Реабилитация Хрущевым Иосипа Броз Тито и Югославии , а также его « Секретная речь », осуждающая Иосифа Сталина в феврале 1956 года, поссорили советское руководство с его албанским коллегой. [2] [3] По словам албанцев, «подходы группы Хрущева к югославским ревизионистам и ее открытое принижение Иосифа Сталина были первыми открытыми искажениями идеологического и политического характера, против которых выступила НОАК». [4] Прибыв в Пекин 13 сентября, Ходжа провел свою первую (и единственную) встречу с Мао Цзэдуном между заседаниями партийного съезда. Первые два вопроса Мао касались югославско-албанских связей и мнения албанцев о Сталине. Ходжа ответил, что отношения Албании с Югославией были «холодными», и он дал Мао «краткий обзор, остановившись на некоторых ключевых моментах антиалбанской и антимарксистской деятельности югославского руководства». По поводу Сталина Ходжа заявил, что Партия труда считает его «лидером с очень большими, всесторонними заслугами, верным учеником Ленина и продолжателем его дела». Мао утверждал, что решение Информбюро 1948 года об исключении Югославии было неверным, а также подчеркивал то, что он считал ошибками Сталина в отношении Китая. [5]

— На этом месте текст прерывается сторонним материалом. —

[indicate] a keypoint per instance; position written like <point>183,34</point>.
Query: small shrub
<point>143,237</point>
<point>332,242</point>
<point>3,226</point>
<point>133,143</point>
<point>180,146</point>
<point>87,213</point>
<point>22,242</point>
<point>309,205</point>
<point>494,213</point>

Ходжа позже вспоминал, что
«Наши впечатления от этой встречи были не такими, как мы ожидали... Мы были особенно разочарованы тем, что услышали из уст Мао об Информбюро, Сталине и югославском вопросе. Однако еще больше нас удивили и встревожили материалы VIII съезда. Вся платформа этого съезда была основана на тезисах XX съезда Коммунистической партии Советского Союза , более того, в некоторых направлениях тезисы Хрущева были продвинуты дальше... Помимо прочего, в докладах, которые Лю Шаоци , Дэн Сяопин и Чжоу Эньлай один за другим сделали на VIII съезде, они отстаивали и еще больше углубляли постоянную линию Коммунистической партии Китая на широкое сотрудничество с буржуазией и кулаками, «доказывали» в пользу великих благ, которые принесет «социализму» хорошее отношение к капиталистам, торговцам и буржуазной интеллигенции и выдвижение их на высокие руководящие должности, энергично пропагандировали необходимость сотрудничества рабочего класса с национальными буржуазией, а также между коммунистической партией и другими демократическими националистическими партиями, в условиях социализма и т. д. и т. п. Фактически, «сто цветов» и «сто школ» Мао Цзэдуна... представляли собой китайский вариант буржуазно-ревизионистской теории и практики о «свободной циркуляции идей и людей», о сосуществовании мешанины идеологий, течений, школ и кружков внутри социализма». [6]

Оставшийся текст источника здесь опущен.